Brian Hofer is a paralegal in California who has been fighting to ban facial recognition software for the past five years. As soon as he became aware of the technology in 2014, he joined activist groups to try to get the technology banned from his hometown of Oakland. Once that was accomplished, he started working with other local government bodies across California to ban the technology from their streets. Since then, Hofer has drafted 26 different privacy laws for cities and counties all over the state of California, and all 26 have been approved.

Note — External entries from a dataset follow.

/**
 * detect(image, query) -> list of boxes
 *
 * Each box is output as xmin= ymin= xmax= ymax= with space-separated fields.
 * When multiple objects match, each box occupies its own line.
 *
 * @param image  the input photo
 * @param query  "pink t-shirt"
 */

While facial recognition technology may have been the catalyst for Hofer to start fighting for each citizen’s right to privacy, it has extended beyond that to include demands that companies and governing bodies be transparent about the kind of technology they’re using for their surveillance efforts. He has also convinced some cities, including Richmond and Berkeley, to cancel their contracts with tech companies like Vigilant Solutions and Amazon – both Richmond and Berkeley have sanctuary policies and both Vigilant Solutions and Amazon share information with ICE, so Hofer successfully argued that maintaining both the sanctuary policies and contracts with those companies constituted a conflict.
Even if the technology is made with the best of intentions, it can still get things wrong. Hofer experienced this firsthand when he was pulled over in Contra Costa County by police officers who were using an automated license plate reader tool, which just happened to be made by Vigilant Solutions. Hofer was pulled over and accused of stealing the rental car he was driving. The police later realized the car had been stolen months ago and its license plate had not been removed from a registry of stolen vehicles after it was recovered. Hofer was released and is currently suing the sheriff’s department of Contra Costa County for allegedly violating his civil rights.
Hofer’s most recent success involved a San Francisco ordinance against city agencies using facial recognition technology. The ordinance passed earlier this month with only one vote against it, but Hofer barely had time to celebrate before he was off to Oakland, where they were scheduled to debate another one of his sanctuary ordinances, which would forbid the city from doing business with any tech company that does business or shares information with ICE.
Because so many of his initiatives have to do with banning technology, Hofer has been accused of being anti-technology, but he insists that’s not the case. Instead, he’s focused on protecting civil rights to privacy before the technology becomes so entrenched that there’s no removing it.